Ukrainian businessman and statesman

Dmytro Serhiyovych Lunin (Дмитро Сергійович Лунін; born on 31 March 1980), is a Ukrainian businessman and statesman, who served as the acting governor of Poltava Oblast 24 December 2021 to 10 October 2023.

He is a doctor of law.

==Biography==

Dmytro Lunin was born on 31 March 1980 in Kharkiv.

He graduated from Kharkiv school No. 119.

In 2001, he graduated from the National Technical University "Kharkiv Polytechnic Institute" (specialty "Economics and Entrepreneurship") and received a bachelor's degree.

In 2003, he graduated from the National Technical University "Kharkiv Polytechnic Institute" (specialty "Economic Cybernetics, engineer-manager").

From November 2003 to February 2005, he was the Head of the Sales Department, Troyanda-Kharkiv LLC, in Kharkiv.

From March 2005 to May 2009, he was the director of the Commercial Department of LLC TV "Khladoprom", Kharkiv.

From 2006 to 2013, he studied at The Open University, MBA.

From May 2009 to July 2015, he was the director of Hladik Trade LLC, Kharkov.

From August 2015 to March 2017, he was the director of the Commercial Department of Ice Retail LLC, in Zaporizhzhia.

From 2016 to 2017, he studied at the Kyiv-Mohyla Business School, studying finance and marketing.

Between March 2017 and November 2019, Lunin became an entrepreneur in Kharkiv.

From November 2018 to November 2019, he was a founder, and a commercial director of 4E Consulting LLC, in Kharkiv.

From December 2019 to 24 December 2021, Lunin was the First Deputy Chairman of the Poltava Regional State Administration, while residing in Poltava.

In 2021, he graduated from the Educational and Scientific Institute "Institute of Public Administration" KhNU named after V.N. Karazin, with a specialty of "Public administration".

On 24 December 2021, Lunin became the acting Governor of Poltava Oblast.
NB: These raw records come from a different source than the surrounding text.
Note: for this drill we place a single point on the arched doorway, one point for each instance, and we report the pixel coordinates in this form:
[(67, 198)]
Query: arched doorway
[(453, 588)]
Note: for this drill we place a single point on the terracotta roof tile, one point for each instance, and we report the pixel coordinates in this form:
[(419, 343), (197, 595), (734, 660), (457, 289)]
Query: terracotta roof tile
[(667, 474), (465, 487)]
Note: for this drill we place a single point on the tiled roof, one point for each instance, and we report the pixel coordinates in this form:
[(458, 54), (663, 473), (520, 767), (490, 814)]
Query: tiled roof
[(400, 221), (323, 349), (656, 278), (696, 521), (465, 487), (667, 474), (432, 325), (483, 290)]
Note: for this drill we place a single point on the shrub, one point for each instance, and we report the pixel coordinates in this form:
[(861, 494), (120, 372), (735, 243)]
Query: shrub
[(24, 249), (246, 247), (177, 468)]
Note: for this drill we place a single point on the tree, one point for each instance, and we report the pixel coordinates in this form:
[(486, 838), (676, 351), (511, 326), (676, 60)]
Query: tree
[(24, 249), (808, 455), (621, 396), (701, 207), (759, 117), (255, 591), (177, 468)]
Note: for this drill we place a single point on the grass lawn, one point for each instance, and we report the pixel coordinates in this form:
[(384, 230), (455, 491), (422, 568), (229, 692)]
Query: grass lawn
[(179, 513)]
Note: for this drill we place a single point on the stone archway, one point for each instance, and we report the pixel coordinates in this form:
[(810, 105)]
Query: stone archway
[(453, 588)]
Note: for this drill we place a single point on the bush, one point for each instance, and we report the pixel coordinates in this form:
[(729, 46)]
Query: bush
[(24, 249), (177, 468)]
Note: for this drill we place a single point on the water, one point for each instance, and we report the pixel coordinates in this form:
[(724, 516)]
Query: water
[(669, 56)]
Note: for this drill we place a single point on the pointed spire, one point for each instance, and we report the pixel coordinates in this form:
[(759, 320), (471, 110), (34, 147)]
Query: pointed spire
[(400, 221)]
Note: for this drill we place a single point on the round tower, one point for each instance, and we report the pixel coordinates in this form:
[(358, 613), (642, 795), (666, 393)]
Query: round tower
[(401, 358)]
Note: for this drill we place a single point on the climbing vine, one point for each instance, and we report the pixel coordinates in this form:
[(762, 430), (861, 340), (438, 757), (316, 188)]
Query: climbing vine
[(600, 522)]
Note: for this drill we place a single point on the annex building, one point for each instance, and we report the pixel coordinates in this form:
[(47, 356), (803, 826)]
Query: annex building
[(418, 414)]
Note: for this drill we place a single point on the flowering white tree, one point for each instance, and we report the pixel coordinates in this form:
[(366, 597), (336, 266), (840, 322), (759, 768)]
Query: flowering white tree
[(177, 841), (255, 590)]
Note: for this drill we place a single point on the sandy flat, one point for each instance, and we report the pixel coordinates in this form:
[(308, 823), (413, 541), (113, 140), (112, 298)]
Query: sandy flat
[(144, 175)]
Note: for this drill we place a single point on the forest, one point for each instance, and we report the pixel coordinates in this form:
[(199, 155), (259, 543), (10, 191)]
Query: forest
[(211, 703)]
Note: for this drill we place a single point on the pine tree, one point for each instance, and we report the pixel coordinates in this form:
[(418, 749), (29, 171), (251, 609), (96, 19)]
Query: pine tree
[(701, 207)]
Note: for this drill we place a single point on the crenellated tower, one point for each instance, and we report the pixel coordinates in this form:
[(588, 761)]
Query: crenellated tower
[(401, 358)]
On 10 October 2023 he was relieved of this post.

==Family==

Lunin's father, Serhiy, was part of the Department of Agriculture, and a Master of Public Administration. His mother, Larysa, is a honored teacher of Ukraine.

He raises two sons.

==Sports==

He is a candidate for Master of Sports in boxing, basketball, swimming. He was a winner of all-Ukrainian competitions.